Investigators are trying to identify who shot Thomas Wales in Seattle on Oct. 11, 2001. If he was killed because of his work, he would be the first federal prosecutor in the nation’s history to be slain in the line of duty.
To mark the fifth and 10th anniversaries of the fatal 2001 shooting of Seattle federal prosecutor Thomas Wales, the FBI held media events to ask for the public’s help in solving the case.
For the 15th anniversary on Oct. 11, the FBI plans no media event.
Does that mean the investigation is at a dead end?
Or could it suggest that after 15 years of massive frustration, the FBI is finally closing in on an arrest and doesn’t see a need to say anything?
The FBI will only say the investigation remains active.
“It’s far from a cold case,” said Russ Fox, the FBI supervisory agent in Seattle overseeing the investigation.

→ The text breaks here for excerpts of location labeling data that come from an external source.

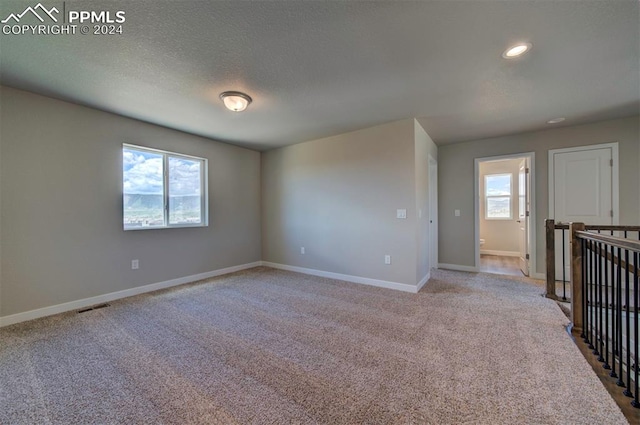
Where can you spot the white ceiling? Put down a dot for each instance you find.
(317, 69)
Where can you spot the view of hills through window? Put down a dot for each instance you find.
(153, 180)
(498, 196)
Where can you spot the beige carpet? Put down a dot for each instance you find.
(271, 347)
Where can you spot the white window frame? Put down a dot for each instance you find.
(204, 189)
(487, 197)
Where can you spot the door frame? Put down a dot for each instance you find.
(433, 212)
(615, 184)
(532, 208)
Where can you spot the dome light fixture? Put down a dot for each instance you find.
(517, 50)
(235, 101)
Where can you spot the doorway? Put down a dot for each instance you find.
(583, 187)
(504, 213)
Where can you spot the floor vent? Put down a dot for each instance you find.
(95, 307)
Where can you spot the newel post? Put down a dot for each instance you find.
(577, 304)
(550, 226)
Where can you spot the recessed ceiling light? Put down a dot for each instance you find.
(517, 50)
(235, 101)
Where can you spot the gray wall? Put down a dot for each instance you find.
(61, 188)
(338, 197)
(456, 168)
(500, 235)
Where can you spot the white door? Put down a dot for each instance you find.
(433, 213)
(523, 215)
(582, 192)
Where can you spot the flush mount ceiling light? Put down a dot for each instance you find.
(517, 50)
(235, 101)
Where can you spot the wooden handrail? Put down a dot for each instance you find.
(629, 244)
(606, 227)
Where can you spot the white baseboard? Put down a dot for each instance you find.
(458, 267)
(87, 302)
(349, 278)
(501, 253)
(424, 280)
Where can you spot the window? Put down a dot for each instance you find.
(162, 189)
(497, 193)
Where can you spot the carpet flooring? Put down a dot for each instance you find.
(265, 346)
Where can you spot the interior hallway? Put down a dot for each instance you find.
(500, 265)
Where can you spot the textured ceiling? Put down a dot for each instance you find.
(317, 69)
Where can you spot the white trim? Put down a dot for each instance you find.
(458, 267)
(433, 226)
(423, 281)
(501, 253)
(112, 296)
(531, 156)
(615, 183)
(349, 278)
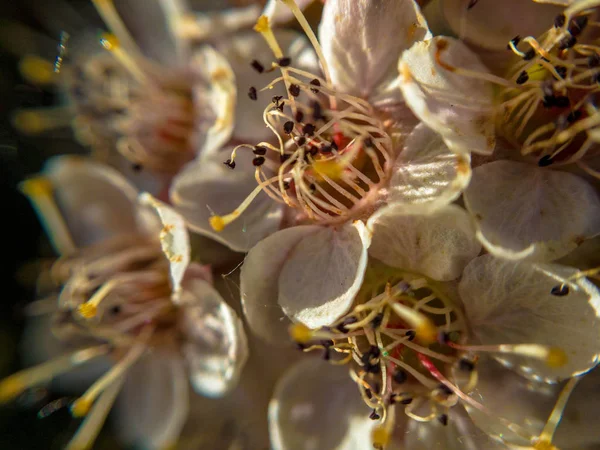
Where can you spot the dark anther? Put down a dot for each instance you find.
(545, 161)
(523, 77)
(567, 42)
(577, 25)
(562, 71)
(308, 129)
(376, 322)
(294, 90)
(252, 93)
(284, 62)
(257, 66)
(259, 150)
(288, 127)
(466, 365)
(315, 82)
(560, 290)
(400, 376)
(529, 55)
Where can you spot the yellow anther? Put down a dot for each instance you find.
(81, 407)
(301, 333)
(556, 357)
(37, 70)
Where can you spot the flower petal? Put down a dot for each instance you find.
(427, 174)
(216, 348)
(317, 406)
(207, 185)
(522, 211)
(323, 273)
(259, 282)
(458, 107)
(509, 302)
(362, 42)
(153, 404)
(438, 245)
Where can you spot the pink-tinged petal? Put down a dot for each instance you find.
(509, 302)
(215, 347)
(438, 244)
(426, 174)
(323, 273)
(207, 186)
(317, 406)
(362, 41)
(458, 107)
(523, 211)
(259, 282)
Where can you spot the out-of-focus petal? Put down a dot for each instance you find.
(426, 174)
(458, 107)
(323, 273)
(522, 211)
(438, 245)
(317, 406)
(259, 282)
(509, 302)
(216, 348)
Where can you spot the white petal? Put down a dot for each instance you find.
(95, 200)
(316, 406)
(438, 245)
(174, 240)
(259, 282)
(153, 405)
(427, 174)
(510, 302)
(362, 41)
(458, 107)
(152, 24)
(207, 185)
(323, 273)
(522, 211)
(216, 348)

Wales, 49, who worked in the U.S. Attorney’s Office in Seattle, was shot several times in his Queen Anne home about 10:40 p.m. on Oct. 11, 2001, as he sat at a basement computer.
“He took off like a bat out of hell” in the car, the neighbor told The Associated Press.
Since early in the case, the FBI focused its investigation on an airline pilot whom Wales had prosecuted.
No charge has been brought, despite a reward of up to $1 million, several searches of homes where the pilot lived in the Bellevue area and Snohomish, a nationwide effort to trace a unique gun barrel used to kill Wales, and an exploration into every corner of the pilot’s life.
The pilot, through an attorney, has denied he killed Wales. The Seattle Times is not naming him because he hasn’t been charged. He appears to have purchased a house in Delaware and did not respond to messages seeking an interview.
If Wales was killed because of his work, he would be the first federal prosecutor in the nation’s history to be slain in the line of duty.
“It is seen, and I believe actually is, an attack on the justice system, an attack on the Constitution by people who don’t believe in the rule of law,” said former U.S. Attorney John McKay, a Seattle lawyer who began overseeing the office shortly after Wales was shot, referring to someone killed for their judicial or prosecutorial role.
“There’s enormous frustration by those of us who care about justice that Tom Wales’ killer has not been found,” McKay added.
Wales had worked in the U.S. Attorney’s Office for 18 years, primarily handling white-collar cases as an assistant U.S. attorney. He also was a civic activist and gun-safety advocate.
“He was filled with energy and life,” said Eric Redman, his onetime brother-in-law and close friend, who was the only family member in Seattle when the divorced Wales was shot and went to the hospital.
Redman recalled driving to Harborview Medical Center thinking he was overdramatizing what awaited and telling himself to calm down, Tom would be sitting in bed with his arm in a sling, joking.
“But of course that wasn’t it,” Redman said.
While the shooting attracted attention outside Seattle, it was overshadowed by the terrorist attacks a month earlier on Sept. 11.
Ten years ago, just before the fifth anniversary, Amy Wales spoke of the family’s willingness to wait for the killer to be caught.
“I remain patient that the investigation will be resolved in a way that would make my father proud,” she said, explaining he would want hard evidence.
“My father was a federal prosecutor. He believed in justice and due process. And I believe in justice and due process. I am my father’s daughter.”
The Department of Justice is offering a reward of up to $1 million for information leading to the arrest and conviction of the person or persons responsible for the slaying of Thomas Wales.
Phone: 1-800-CALL FBI
Mail: FBI — Thomas Wales, 1110 Third Ave., Seattle, WA 98101.
A website with information on the case can be found at www.fbi.gov/wales
The investigation has continued, even as it has attracted less public attention. Some agents who worked on the case are now retired.
Remarkably, there are two investigators on the task force — an FBI agent and a Seattle police detective — who have devoted virtually 15 years to solving the killing.
“This has been their life, their day-to-day dedication,” said Charlie Mandigo, who was special agent in charge of the Seattle FBI office at the time of Wales’ killing and is now retired.
“This requires a particular dedication, and that dedication basically comes from ‘Hey what is the truth? Who did this? Somebody needs to be brought to justice,’?” Mandigo said.
Mandigo likened the killing to the Sept. 11 attack on democracy.
“And (the) killing of Tom Wales is one of those things we must not forget,” he said.